TOULOUSE (Reuters) - La faiblesse des ventes de l'A380 aura finalement eu raison du plus grand avion de ligne au monde, source d'émerveillement pour les passagers mais d'inquiétude pour les responsables financiers.

Après 12 ans d'exploitation, Airbus (PA:AIR) a annoncé jeudi l'arrêt de la production de son très gros porteur.

Cette décision met un point final à l'une des plus grandes aventures industrielles européennes et reflète le manque de commandes émanant des compagnies aériennes, qui n'ont pas adhéré à la vision d'Airbus selon laquelle les très gros appareils permettraient de décongestionner les aéroports.

Le trafic aérien connaît une croissance quasiment record mais il a principalement généré une demande pour des avions bimoteurs suffisamment maniables pour assurer des liaisons directes, plutôt que pour des quadrimoteurs encombrants obligeant les passagers à des transferts entre aéroports.

Bien que ses fervents partisans, comme Emirates, assurent que l'A380 est rentable quand ses 544 places sont occupées, chaque siège vide creuse potentiellement un trou dans les finances des compagnies aériennes en raison du carburant nécessaire pour faire voler l'énorme structure à deux étages.

"C'est un avion qui effraie les directeurs financiers des compagnies aériennes, le risque de ne pas vendre autant de places est tout simplement trop élevé", souligne un haut responsable de l'industrie aérospatiale.

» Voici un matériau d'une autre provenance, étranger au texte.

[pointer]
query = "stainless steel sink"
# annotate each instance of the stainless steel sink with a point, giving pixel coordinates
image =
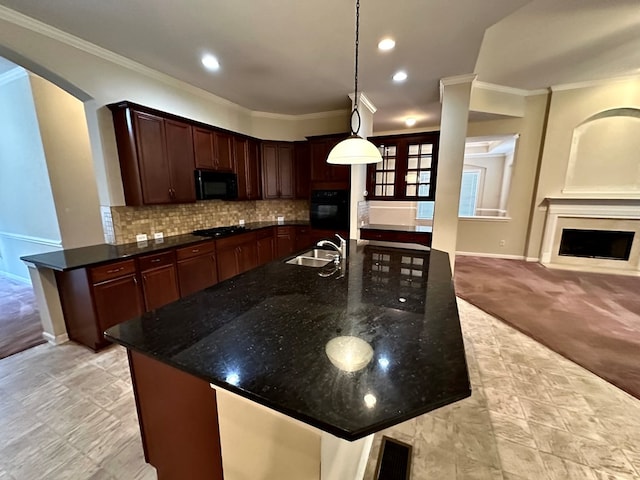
(320, 253)
(309, 261)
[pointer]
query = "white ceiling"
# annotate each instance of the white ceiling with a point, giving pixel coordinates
(296, 56)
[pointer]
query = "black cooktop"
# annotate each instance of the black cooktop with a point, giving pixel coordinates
(219, 231)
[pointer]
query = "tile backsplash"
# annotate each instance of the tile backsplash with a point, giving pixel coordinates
(127, 222)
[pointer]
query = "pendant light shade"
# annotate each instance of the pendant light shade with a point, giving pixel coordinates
(355, 150)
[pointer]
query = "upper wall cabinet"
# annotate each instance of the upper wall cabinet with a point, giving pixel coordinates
(247, 160)
(213, 150)
(277, 170)
(323, 174)
(156, 156)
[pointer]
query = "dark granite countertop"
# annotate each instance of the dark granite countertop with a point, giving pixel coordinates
(263, 335)
(398, 228)
(97, 254)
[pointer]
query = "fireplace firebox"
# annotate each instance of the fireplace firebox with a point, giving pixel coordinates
(609, 244)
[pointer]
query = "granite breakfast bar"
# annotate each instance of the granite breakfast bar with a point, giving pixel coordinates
(269, 336)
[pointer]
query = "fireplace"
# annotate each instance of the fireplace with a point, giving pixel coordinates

Autrefois considéré comme le pendant industriel de la monnaie unique européenne, la disparition de ce symbole européen mondialement reconnu coïncide avec les tensions politiques croissantes entre la Grande-Bretagne, la France, l'Allemagne et l'Espagne qui ont participé à son élaboration.

Le contraste est frappant avec l'unité et l'optimisme qui entouraient sa présentation aux dirigeants européens en 2005.

Le Premier ministre britannique de l'époque, Tony Blair avait qualifié l'A380 de "symbole de puissance économique", tandis que son homologue espagnol, Jose Luis Rodriguez Zapatero, avait évoqué la "réalisation d'un rêve".

DES SIGNES ANNONCIATEURS DE LA CHUTE DÈS 2005

Les passagers ont été émerveillés par le géant européen, qui rappelait beaucoup le 747 de Boeing (NYSE:BA).

Dans un premier temps, les compagnies aériennes se sont empressées de passer des commandes, s'attendant à réduire leurs coûts d'exploitation et à augmenter leurs bénéfices, alors que le secteur du tourisme, qui tournait au ralenti depuis les attentats du 11 septembre 2001, retrouvait sa dynamique.

Airbus assurait qu'il réussirait à vendre 700 à 750 A380, dont chaque exemplaire coûte aujourd'hui 446 millions de dollars (396 millions d'euros) au prix catalogue, et que le Boeing 747 deviendrait obsolète.

En fait, les commandes d'A380 ont à peine franchi le seuil des 300 et le 747, joyeux quinquagénaire depuis cette semaine, a survécu à son concurrent.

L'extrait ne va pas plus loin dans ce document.